Snot#
Snot is a tangled knot that shims public repos that you own on forgejo.
This is very much a hack. So feel free to use or not to use this. At your own respective risk.
Setup#
Config#
At this point basically every option is required to be set. All options also
exist as env vars with the prefix SNOT. This may look like SNOT_WEBHOOK_SECRET.
hostname = "knot.example.com"
listen_addr = "0.0.0.0:5555"
owner_did = "did:plc:abc123"
db_dsn = "postgres:///forgejo"
repo_root = "/var/lib/forgejo/repositories"

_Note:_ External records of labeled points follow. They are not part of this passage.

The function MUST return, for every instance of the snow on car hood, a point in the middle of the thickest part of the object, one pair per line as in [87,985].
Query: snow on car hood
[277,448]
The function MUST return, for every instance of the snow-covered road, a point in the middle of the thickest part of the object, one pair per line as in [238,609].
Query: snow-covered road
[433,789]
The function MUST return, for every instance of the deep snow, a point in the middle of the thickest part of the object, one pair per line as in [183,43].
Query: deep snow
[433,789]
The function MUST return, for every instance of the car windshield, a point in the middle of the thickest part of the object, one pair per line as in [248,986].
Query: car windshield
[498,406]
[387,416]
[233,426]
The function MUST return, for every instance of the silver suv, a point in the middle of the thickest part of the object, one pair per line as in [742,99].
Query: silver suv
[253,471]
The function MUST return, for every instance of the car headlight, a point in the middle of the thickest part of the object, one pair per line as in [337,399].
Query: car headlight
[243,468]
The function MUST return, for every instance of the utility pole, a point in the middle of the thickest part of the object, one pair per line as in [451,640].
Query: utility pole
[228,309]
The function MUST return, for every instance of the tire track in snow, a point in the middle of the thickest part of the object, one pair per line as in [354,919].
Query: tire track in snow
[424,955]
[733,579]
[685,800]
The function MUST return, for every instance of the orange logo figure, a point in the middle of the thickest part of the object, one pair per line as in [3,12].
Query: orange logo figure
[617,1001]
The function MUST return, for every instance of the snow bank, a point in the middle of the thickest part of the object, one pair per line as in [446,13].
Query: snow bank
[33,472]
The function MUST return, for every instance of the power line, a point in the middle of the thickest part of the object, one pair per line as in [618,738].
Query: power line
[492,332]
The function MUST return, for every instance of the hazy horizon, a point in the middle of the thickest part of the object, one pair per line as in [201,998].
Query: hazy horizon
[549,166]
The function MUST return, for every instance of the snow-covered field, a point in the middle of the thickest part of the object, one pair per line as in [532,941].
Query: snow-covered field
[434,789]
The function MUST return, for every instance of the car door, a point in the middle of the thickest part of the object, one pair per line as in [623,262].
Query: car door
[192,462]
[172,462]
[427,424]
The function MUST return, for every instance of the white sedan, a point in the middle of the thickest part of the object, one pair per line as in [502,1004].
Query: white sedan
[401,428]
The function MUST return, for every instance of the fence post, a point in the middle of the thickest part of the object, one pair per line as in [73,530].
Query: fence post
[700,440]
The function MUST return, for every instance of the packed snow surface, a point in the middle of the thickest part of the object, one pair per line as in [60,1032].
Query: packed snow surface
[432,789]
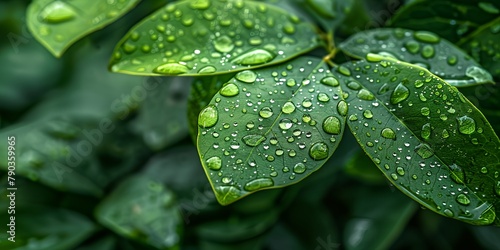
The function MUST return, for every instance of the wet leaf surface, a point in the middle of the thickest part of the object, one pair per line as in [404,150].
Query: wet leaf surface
[429,141]
[205,37]
[57,24]
[422,48]
[270,128]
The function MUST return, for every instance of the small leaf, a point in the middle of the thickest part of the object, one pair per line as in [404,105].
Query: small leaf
[273,128]
[451,19]
[142,209]
[428,140]
[57,24]
[484,48]
[422,48]
[200,37]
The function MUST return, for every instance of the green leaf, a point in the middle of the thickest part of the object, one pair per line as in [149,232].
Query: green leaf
[200,37]
[329,13]
[422,48]
[270,128]
[57,24]
[428,140]
[451,19]
[144,210]
[484,47]
[162,117]
[376,227]
[60,229]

push_remote = "git@git.example.com"
state_dir = "/var/lib/snot"
plc_url = "https://plc.directory"
webhook_secret = "..."
[users]
"did:plc:abc123" = "isabel"
In order to get tangled to receive your push events, you will need to setup a forgejo system level webhook.
In Forgejo: Site Administration -> Integrations -> Webhooks -> add a system webhook
- Target URL:
https://<knot-host>/hooks/forgejo - HTTP method:
POST - Post content type:
application/json - Secret: the same
webhook_secret, likely generated viaopenssl rand --hex 32 - Trigger: Push events
If using postgres like me (which is the only tested option right now) you will
need to setup a snot user and give it access to the forgejo data. For me that
looked like the following:
GRANT CONNECT ON DATABASE forgejo TO "snot";
ALTER DEFAULT PRIVILEGES FOR ROLE forgejo GRANT SELECT ON TABLES TO "snot";
GRANT SELECT ON ALL TABLES IN SCHEMA public TO "snot";
Registering the Knot#
Its same as the tangled knot.
Creating a repo.#
- Create a repo on the forgejo frontend however you like and give it a name.
- On the tangled frontend create a repo on your snot, with the same name as the repo you just made.
- Thats all!
Pushing#
You push to whatever you have your forgejo setup to push to, I assume there on the same server anyways.